Cluster across geography (not HA), timezones and ping

joelishness · July 11, 2023, 9:50pm

I have three boxes with proxmox on them, and I was gearing up to cluster them, but without HA. I would like some of the conveniences (especially single interface), similar to this discussion:
https://www.reddit.com/r/Proxmox/comments/sgyosg/cluster_or_not/

However, I see a couple things on the proxmox cluster manager wiki page that give me pause, due to one of the boxes being in a different geographic location (remote backup target).
Could you please help me understand if I should still go ahead or not?

Concern #1:
Under the requirements it says “Date and time must be synchronized.”

Well, one of the three boxes is in a different timezone. Is this a showstopper or is there a solution?
Would I have to change the time on the box in other timezone?

Concern #2:
Under Network Requirements it says “The Proxmox VE cluster stack requires a reliable network with latencies under 5 milliseconds (LAN performance) between all nodes to operate stably. While on setups with a small node count a network with higher latencies may work, this is not guaranteed and gets rather unlikely with more than three nodes and latencies above around 10 ms.”

The remote backup target definitely doesn’t meet this latency requirement, smokeping indicates 40~90 ms.

Is this a dealbreaker? Or does it not matter because I will not be using HA?

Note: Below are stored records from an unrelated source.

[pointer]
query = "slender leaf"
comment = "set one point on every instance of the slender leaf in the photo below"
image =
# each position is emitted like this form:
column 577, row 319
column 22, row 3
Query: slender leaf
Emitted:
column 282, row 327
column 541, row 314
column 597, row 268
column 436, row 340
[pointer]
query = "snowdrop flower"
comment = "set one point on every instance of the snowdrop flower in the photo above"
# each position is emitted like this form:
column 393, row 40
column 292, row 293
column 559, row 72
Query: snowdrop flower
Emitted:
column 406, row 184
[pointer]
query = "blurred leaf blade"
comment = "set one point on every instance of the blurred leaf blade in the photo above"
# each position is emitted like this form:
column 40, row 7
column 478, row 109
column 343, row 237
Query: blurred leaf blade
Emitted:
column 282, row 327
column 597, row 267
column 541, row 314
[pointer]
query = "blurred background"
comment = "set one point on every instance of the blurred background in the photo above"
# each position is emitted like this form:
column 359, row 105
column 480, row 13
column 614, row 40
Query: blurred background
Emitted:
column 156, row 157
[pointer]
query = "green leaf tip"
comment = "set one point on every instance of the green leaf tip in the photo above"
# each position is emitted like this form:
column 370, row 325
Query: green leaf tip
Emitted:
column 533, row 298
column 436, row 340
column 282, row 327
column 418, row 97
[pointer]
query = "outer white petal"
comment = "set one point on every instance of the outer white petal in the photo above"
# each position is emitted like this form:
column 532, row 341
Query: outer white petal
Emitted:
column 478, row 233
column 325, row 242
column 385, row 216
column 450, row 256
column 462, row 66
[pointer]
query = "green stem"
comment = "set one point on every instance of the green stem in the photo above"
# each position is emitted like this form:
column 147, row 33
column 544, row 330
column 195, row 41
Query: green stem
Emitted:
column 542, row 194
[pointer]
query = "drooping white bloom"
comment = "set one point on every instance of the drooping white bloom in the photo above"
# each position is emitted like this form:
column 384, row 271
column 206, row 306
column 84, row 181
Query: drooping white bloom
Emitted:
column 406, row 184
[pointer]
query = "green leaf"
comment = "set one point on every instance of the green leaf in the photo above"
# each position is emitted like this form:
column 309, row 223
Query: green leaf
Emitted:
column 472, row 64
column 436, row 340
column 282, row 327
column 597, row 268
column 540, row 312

Topslakr · July 12, 2023, 3:14pm

I can’t speak to Concern #2, but Concern #1 is a non-issue.

Date and Time being synchronized is extremely important, but that isn’t the same as them being in the same timezone. 9AM Eastern is the same time as 8AM CST, but we messy humans like time to be linked to the sun.

So long as all the servers are sync’d to some kind of agreed upon time source, like NTP, you’ll be fine in that regard.

mercenary_sysadmin · July 24, 2023, 11:32pm

Under Network Requirements it says “The Proxmox VE cluster stack requires a reliable network with latencies under 5 milliseconds (LAN performance) between all nodes to operate stably. While on setups with a small node count a network with higher latencies may work, this is not guaranteed and gets rather unlikely with more than three nodes and latencies above around 10 ms.”

This is likely because Proxmox clustering is intended to provide true HA, which means that a write can’t be considered fully committed until it lands on all clustered systems.

Since you don’t want HA, you might be better off doing simple OpenZFS replication as a way of keeping your geographically-distant spares up to date. There are literally no network requirements involved here beyond “packets need to arrive eventually”; I’ve used replication for offsite disaster recovery on systems with tens of TiB of data (in the form of live VM images) over 1Mbps consumer DSL many, many times in the past. (The only reason that’s “in the past” is because 1Mbps DSL is pretty thin on the ground these days… but it would still work fine!)

The simplest way IMO to automate this is using my own tool syncoid and a cron job or systemd task. It can be as simple as the following:

root@machineB:~# syncoid -r root@machineA:poolA poolB/poolA

Stick that in a cron job, and Bob’s your uncle. Just monitor the remote system to make sure the snapshots are arriving (sanoid --monitor-snapshots works excellently for this, allowing you to configure policy for when to WARN and finally CRIT due to age of newest snapshot) and you’re good to go.

joelishness · July 25, 2023, 12:17am

Thanks, Jim!
Actually I have ZFS replication with syncoid setup already and it’s working great!
Both sanoid and syncoid have been good to me, and I appreciate you for providing them.
And remote backup is to a location that is not much better than DSL.
(side note: Issue #250 would be nice someday, to save the bandwidth by not sending sending hourlies, but I digress)

Nagios monitoring (–monitor-snapshots) is next on my to do list, have been dragging my feet since it looks like a bit of a pain to setup. Thanks for the encouragement to get on it.

Motivation for cluster (without HA) is primarily laziness: So that I can have one proxmox UI to log into instead of three.